23 Dec 2016

Gull purchase may be first step in bigger plan

10:17 am on 23 December 2016

Caltex Australia's move to buy New Zealand fuel company Gull could be the first step in a bigger plan to become a major player in the country's fuel market.

Caltex petrol station at Kaikōura.

Photo: Plant & Food Research

The $340 million deal will see Caltex, now largely owned by Australian investment funds after US giant Chevron sold out last year, take over Gull's Mount Maunganui import fuel terminal, as well as its 77 service stations.

Caltex said it would retain the Gull brand, along with the company's management and employees, but it may have eyes on a bigger prize.

Forsyth Barr analyst Andrew Harvey-Green said Gull's retail network adds little to Caltex's Australian operations and earnings, and any expansion of the Gull network will cost.

"As to why Caltex is buying Gull, we believe acquiring Mobil New Zealand may be the real end goal as the Gull business is a very small add-on to Caltex's existing business," he said in a research note.

"Gull only adds about 2 percent to Caltex sales volumes.

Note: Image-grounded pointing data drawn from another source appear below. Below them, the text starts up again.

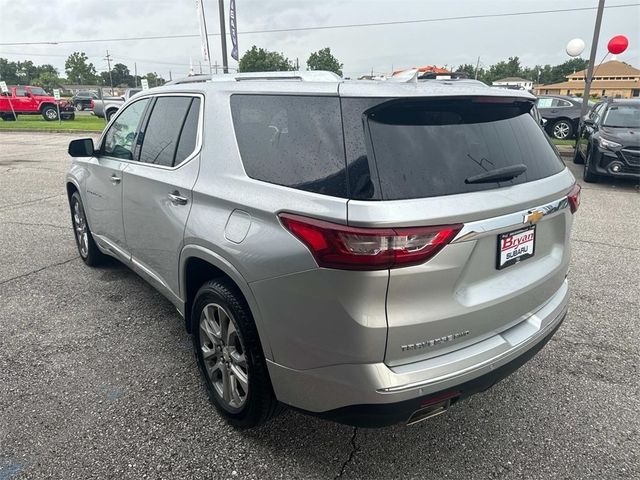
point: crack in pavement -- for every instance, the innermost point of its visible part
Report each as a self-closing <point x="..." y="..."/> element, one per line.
<point x="604" y="244"/>
<point x="38" y="225"/>
<point x="354" y="449"/>
<point x="17" y="277"/>
<point x="5" y="207"/>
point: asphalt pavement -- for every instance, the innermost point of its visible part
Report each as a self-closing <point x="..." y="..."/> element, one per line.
<point x="98" y="379"/>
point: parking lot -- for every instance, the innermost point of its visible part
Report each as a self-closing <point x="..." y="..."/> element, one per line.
<point x="98" y="379"/>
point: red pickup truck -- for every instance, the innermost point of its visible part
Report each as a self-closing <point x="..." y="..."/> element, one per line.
<point x="27" y="100"/>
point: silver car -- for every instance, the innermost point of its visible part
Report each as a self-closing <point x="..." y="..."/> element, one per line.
<point x="367" y="252"/>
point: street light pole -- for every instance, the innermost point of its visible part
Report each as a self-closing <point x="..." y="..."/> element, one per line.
<point x="592" y="61"/>
<point x="223" y="37"/>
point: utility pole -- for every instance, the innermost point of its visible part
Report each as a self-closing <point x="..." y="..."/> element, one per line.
<point x="108" y="59"/>
<point x="223" y="37"/>
<point x="592" y="61"/>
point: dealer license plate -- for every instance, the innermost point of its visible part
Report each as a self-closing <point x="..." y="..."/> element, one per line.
<point x="514" y="247"/>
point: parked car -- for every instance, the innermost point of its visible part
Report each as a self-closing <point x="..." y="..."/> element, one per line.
<point x="107" y="106"/>
<point x="84" y="100"/>
<point x="609" y="142"/>
<point x="362" y="251"/>
<point x="27" y="100"/>
<point x="562" y="115"/>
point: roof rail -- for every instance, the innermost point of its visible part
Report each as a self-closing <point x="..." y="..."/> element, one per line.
<point x="301" y="76"/>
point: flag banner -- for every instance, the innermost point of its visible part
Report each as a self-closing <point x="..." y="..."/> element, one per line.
<point x="204" y="39"/>
<point x="234" y="30"/>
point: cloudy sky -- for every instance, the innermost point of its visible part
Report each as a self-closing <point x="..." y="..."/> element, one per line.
<point x="539" y="38"/>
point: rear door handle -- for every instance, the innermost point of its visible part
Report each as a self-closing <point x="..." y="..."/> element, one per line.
<point x="177" y="199"/>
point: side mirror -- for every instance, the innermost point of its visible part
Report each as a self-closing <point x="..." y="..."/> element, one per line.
<point x="81" y="148"/>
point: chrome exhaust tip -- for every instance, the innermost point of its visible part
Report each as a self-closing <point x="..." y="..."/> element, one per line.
<point x="429" y="411"/>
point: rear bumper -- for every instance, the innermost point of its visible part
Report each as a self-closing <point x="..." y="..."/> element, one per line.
<point x="377" y="395"/>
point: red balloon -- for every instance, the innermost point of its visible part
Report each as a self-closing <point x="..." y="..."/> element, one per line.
<point x="618" y="44"/>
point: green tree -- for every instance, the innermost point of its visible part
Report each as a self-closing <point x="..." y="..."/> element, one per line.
<point x="8" y="71"/>
<point x="324" y="60"/>
<point x="261" y="60"/>
<point x="78" y="70"/>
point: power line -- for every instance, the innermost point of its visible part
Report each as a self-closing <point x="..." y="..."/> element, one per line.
<point x="327" y="27"/>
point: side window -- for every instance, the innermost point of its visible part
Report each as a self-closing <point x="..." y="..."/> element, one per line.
<point x="119" y="140"/>
<point x="189" y="134"/>
<point x="545" y="102"/>
<point x="162" y="133"/>
<point x="294" y="141"/>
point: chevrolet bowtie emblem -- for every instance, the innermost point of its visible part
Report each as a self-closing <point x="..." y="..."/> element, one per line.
<point x="533" y="216"/>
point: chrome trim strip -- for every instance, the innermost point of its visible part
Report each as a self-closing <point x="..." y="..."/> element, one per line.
<point x="199" y="135"/>
<point x="525" y="346"/>
<point x="492" y="226"/>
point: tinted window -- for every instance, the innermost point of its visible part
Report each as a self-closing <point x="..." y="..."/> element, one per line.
<point x="429" y="148"/>
<point x="163" y="130"/>
<point x="545" y="102"/>
<point x="627" y="116"/>
<point x="295" y="141"/>
<point x="120" y="139"/>
<point x="189" y="134"/>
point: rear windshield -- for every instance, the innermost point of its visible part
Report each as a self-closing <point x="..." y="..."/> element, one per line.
<point x="432" y="148"/>
<point x="388" y="149"/>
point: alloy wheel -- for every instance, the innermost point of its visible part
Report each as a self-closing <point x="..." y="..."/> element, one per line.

At the very least acquiring Gull means Caltex becomes the natural buyer of Mobil."

In September, Mobil launched a multi-million dollar upgrade of its retail business in New Zealand, which it said showed it was here to stay.

There had been speculation that US based giant Exxon-Mobil had looked unsuccessfully to find a buyer for its New Zealand stations.

The market leader is Z Energy, the former Shell retail operations. It has just under half of the fuel retail market after it took over the Caltex New Zealand chain from Chevron earlier this year.